We also noticed that third-party dependencies were used when native APIs would suffice. We saved 80 kB by replacing the library urlencode with the native encodeURIComponent function, which is available in every JavaScript runtime from Opera to Node to Internet Explorer 6.
Since the project uses Yarn to manage dependencies, we took advantage of its resolutions feature to remove some duplicate dependencies. These duplications arise with “transitive” dependencies, which are not direct dependencies of the project but instead dependencies of those direct dependencies. Yarn’s resolutions control which versions of transitive dependencies are used, essentially overriding your own dependencies’ package.json files. This feature should be used with caution and the results should definitely be tested!
In our project we found 12 duplicated transitive dependencies that could be de-duplicated to close (minor or patch) versions. This group contained heavy libraries, including two extra versions of lodash (67 kB apiece) and react-dom (90 kB). After automated and manual testing, we confirmed it was safe to remove 250 kB of duplicated dependencies.
One of the largest single dependencies in our bundle was a metadata file inside moment-timezone. It included timezone details for every global timezone from 1900 to 2038, weighing in 180 kB. Using Webpack’s NormalModuleReplacementPlugin we replaced it with a custom 1.5 kB file that included only the geographies and years we needed for this project. (Others have noticed this giant dependency, too: recently Wordpress’ Gutenberg project chose to stop importing the metadata file altogether.)
Reducing image overhead
Lighthouse’s number one recommendation was deferred loading of offscreen images. One of the easiest ways to do this (in modern browsers) is to use an Intersection Observer to detect when an image is onscreen and only then load it. The handy (and tiny!) react-intersection-observer package provides a simple React abstraction.

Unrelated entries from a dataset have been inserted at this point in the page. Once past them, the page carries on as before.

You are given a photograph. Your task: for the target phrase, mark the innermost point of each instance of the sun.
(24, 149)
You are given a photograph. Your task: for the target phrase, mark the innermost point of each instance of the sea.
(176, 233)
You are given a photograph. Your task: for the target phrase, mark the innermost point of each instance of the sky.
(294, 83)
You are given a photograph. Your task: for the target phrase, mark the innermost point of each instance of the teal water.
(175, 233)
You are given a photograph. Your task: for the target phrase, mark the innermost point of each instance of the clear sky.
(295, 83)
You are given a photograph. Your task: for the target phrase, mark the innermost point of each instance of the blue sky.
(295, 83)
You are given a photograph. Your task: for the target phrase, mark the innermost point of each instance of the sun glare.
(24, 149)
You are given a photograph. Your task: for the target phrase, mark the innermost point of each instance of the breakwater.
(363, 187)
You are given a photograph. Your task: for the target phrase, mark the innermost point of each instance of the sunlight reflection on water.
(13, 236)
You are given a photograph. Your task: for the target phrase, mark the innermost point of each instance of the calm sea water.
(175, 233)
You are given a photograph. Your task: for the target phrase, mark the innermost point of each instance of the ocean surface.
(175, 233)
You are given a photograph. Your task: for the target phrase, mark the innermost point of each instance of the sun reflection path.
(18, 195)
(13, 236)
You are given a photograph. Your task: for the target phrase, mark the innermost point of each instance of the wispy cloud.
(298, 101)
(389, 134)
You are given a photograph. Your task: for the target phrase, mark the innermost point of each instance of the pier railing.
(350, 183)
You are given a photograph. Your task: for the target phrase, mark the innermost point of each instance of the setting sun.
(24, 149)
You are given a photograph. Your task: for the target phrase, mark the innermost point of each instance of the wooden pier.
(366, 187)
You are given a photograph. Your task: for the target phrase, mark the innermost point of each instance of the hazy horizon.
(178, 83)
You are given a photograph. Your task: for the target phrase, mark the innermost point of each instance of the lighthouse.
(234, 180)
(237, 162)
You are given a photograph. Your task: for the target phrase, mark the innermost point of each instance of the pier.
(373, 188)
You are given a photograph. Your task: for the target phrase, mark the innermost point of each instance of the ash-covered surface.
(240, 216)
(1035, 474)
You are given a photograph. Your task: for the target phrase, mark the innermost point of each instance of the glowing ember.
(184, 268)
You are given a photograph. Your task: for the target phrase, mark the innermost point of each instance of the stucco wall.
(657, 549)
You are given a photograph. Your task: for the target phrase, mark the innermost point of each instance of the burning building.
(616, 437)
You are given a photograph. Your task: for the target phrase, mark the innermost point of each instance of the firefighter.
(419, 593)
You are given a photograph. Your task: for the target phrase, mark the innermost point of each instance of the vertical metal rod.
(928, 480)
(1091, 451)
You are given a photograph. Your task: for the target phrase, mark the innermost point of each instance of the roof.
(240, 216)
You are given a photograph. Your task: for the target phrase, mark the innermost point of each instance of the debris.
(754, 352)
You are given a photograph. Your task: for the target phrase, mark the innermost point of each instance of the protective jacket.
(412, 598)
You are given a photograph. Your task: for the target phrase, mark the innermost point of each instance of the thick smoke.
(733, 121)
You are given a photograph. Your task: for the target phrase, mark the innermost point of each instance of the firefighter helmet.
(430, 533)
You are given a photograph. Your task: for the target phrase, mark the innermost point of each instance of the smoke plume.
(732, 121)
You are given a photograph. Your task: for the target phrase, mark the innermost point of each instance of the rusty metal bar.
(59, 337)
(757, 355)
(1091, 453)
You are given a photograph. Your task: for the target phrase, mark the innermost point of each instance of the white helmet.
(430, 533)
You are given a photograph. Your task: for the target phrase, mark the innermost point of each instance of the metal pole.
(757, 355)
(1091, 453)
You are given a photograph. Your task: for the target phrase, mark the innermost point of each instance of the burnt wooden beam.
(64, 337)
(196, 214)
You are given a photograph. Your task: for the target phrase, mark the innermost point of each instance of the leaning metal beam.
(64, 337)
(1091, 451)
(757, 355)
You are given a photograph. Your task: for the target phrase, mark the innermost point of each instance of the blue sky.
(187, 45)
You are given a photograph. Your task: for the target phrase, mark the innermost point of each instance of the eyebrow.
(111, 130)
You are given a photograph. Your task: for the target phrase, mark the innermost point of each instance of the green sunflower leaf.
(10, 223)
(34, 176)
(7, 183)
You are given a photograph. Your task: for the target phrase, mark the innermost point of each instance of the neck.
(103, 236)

Refactoring every component that loaded an image (either in an img component or as the background image for a div) would take a bit of time. We were on a tight timeline, so we decided to focus on large images. Just lazy loading 30% of the images on the homepage improved time to interactive by 8%.
Reliable and automated performance testing
We wanted to test the results of our efforts reliably and easily. A complex test like Lighthouse has many moving parts—factors unrelated to code changes can affect a test. It’s best to run a performance test multiple times so that you can be more confident in the results.
Using Lighthouse’s UI inside of Chrome is great for one-off tests, but it’s cumbersome to run multiple times. Luckily Lighthouse and Chrome can both be automated. The Google Chrome team maintains lighthouse and chrome-launcher packages, so writing Node scripts to control the profiling process is easy. We wrote a simple script to execute batches of multiple lighthouse runs. We then combined the data to ensure we had statistically significant results.
Lessons and results
We exited the project with a few important lessons. First, large bundles don’t just hurt download time; they must be parsed, compiled, and executed, so they have an outsized effect on performance. Second, images shouldn’t be ignored; deferring image loading can have amazing benefits. Third, any other offscreen work—like loading chat components—should also be deferred when possible.
With the bundle optimizations and image lazy loading we were able to improve time to interactive by 17%. We reduced the size of JavaScript assets needed by every page by 32%, and for most pages we reduced the size of additional JavaScript assets by at least 15%. We also reduced the number of files duplicated across all bundles from 565 to two. And this was just a two-week sprint with two people!